Ein Fünf-Schritte-Plan zu einem besseren Selbstwertgefühl – 29 Aug 13

Stadt:
Vrindavan
Land:
Indien

Ich habe in den letzten Tagen in mehreren Blogeinträgen darüber geschrieben, wie Menschen sich selbst oft mit anderen vergleichen und dabei ihr Selbstvertrauen und ihren Selbstwert verlieren. Sie bekommen Depressionen, haben Probleme mit ihrem eigenen Körper und denken, dass sogar ihre Handlungen und Gefühle nichts wert sind. Wer an diesem Punkt ist oder verhindern will, dass er dort anlangt, dem würde ich empfehlen, etwas zu tun, um seinen Selbstwert zu steigern. Hier ist ein Plan, ein Tipp, wie du damit beginnen kannst:

  1. Wenn du einige Minuten frei hast, nimm ein Blatt Papier und einen Stift und setz dich bequem hin. Beginne nun aufzuschreiben, was du an dir selbst magst. Das kann alles sein, auf was du stolz bist, alles, was du meinst, das irgendwie wertvoll ist.

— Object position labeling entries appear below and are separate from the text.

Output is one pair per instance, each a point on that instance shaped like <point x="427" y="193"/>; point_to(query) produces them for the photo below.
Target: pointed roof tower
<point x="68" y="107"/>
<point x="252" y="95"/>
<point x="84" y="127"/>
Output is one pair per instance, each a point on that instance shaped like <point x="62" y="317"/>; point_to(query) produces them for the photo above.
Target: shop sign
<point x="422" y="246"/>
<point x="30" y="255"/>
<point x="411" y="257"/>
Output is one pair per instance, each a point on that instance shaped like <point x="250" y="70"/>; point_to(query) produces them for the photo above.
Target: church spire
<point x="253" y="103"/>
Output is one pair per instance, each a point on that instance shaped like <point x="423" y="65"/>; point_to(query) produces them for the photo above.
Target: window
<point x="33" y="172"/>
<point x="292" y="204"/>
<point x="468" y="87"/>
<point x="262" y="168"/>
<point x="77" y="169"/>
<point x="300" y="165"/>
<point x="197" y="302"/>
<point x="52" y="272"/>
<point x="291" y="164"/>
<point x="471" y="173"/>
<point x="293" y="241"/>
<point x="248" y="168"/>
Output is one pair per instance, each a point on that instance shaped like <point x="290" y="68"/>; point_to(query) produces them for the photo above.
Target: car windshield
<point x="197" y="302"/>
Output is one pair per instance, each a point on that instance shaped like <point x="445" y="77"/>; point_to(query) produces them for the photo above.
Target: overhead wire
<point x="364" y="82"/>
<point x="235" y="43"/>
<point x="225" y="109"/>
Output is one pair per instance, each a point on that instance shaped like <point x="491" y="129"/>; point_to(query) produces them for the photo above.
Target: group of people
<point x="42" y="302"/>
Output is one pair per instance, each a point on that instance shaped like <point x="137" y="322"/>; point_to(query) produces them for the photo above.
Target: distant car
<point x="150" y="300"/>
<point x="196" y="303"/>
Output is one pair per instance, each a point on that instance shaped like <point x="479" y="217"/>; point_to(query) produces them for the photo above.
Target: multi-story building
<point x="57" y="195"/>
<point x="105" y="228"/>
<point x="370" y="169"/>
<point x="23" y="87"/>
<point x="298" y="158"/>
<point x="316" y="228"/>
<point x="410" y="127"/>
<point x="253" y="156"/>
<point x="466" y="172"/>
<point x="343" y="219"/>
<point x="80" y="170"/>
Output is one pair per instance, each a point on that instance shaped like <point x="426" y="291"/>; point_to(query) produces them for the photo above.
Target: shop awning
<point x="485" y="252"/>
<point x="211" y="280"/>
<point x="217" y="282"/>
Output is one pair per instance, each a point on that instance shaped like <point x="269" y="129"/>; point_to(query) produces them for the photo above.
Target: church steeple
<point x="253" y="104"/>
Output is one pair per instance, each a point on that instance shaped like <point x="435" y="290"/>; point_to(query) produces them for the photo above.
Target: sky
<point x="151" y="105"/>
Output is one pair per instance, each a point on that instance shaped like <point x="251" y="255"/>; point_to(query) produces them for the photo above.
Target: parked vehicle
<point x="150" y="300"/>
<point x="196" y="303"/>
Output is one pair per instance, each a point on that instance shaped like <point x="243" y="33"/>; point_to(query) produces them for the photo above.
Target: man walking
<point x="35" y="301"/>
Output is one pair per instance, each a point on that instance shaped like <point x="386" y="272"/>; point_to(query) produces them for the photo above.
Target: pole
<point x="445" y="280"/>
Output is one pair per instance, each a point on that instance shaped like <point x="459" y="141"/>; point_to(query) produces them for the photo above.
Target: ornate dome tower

Das geht von ‚Ich kann gut Fußball spielen‘ über ‚Mein Hintern sieht in Jeans toll aus‘ bis hin zu ‚Ich kann mich gut in andere hineinfühlen‘ oder ‚Ich habe viel Geduld‘. Du solltest mindestens fünf Punkte auf dieser Liste haben – und es gibt keine Obergrenze dafür, wie viele du hinzufügen kannst.
     
  2. Wenn du Schwierigkeiten damit hast, Punkte zu finden, von denen du wirklich überzeugt bist, frage deine engen Freunde oder deine Familie, was sie an dir schätzen. Du wirst merken, dass alleine diese Antworten dir einen starken Schub positiver Gefühle und Selbstwert geben! Wenn du dich davor scheust zu fragen, erinnere dich daran, dass du auch wollen würdest, dass dich deine Freunde um Hilfe bitten, wenn sie es brauchen!
     
  3. Lies diese Liste jeden Tag mindestens einmal. Dazu benötigst du nicht viel Zeit – vor dem Schlafengehen, nach dem Aufwachen oder vielleicht beide Male, kannst du dich hinsetzen und bewusst lesen, was du aufgeschrieben hast. Mit der Zeit verinnerlichst du das gute Gefühl für dich selbst und brauchst nicht einmal mehr die Hilfe der geschriebenen Worte. Dann kannst du einfach an deine Liste denken und fühlst dich schon besser.
     
  4. Wenn du meditierst oder Atemübungen durchführst, verwende die Liste dabei als Anker, um damit zu meditieren. Konzentriere dich auf die positive Energie, die du in dir spürst.
     
  5. Und schließlich, wenn du dich in einer Situation befindest, in der du das Gefühl hast, dass du wieder in dein Loch der schlechten Gefühle für dich selbst fallen könntest, kehre mental wieder zu den Punkten zurück, die du an dir selbst magst und die auch andere an dir schätzen. Erinnere dich daran, dass niemand Superman oder Superwoman ist und akzeptiere, dass du vielleicht auch einige weniger beeindruckende Charakterzüge hast.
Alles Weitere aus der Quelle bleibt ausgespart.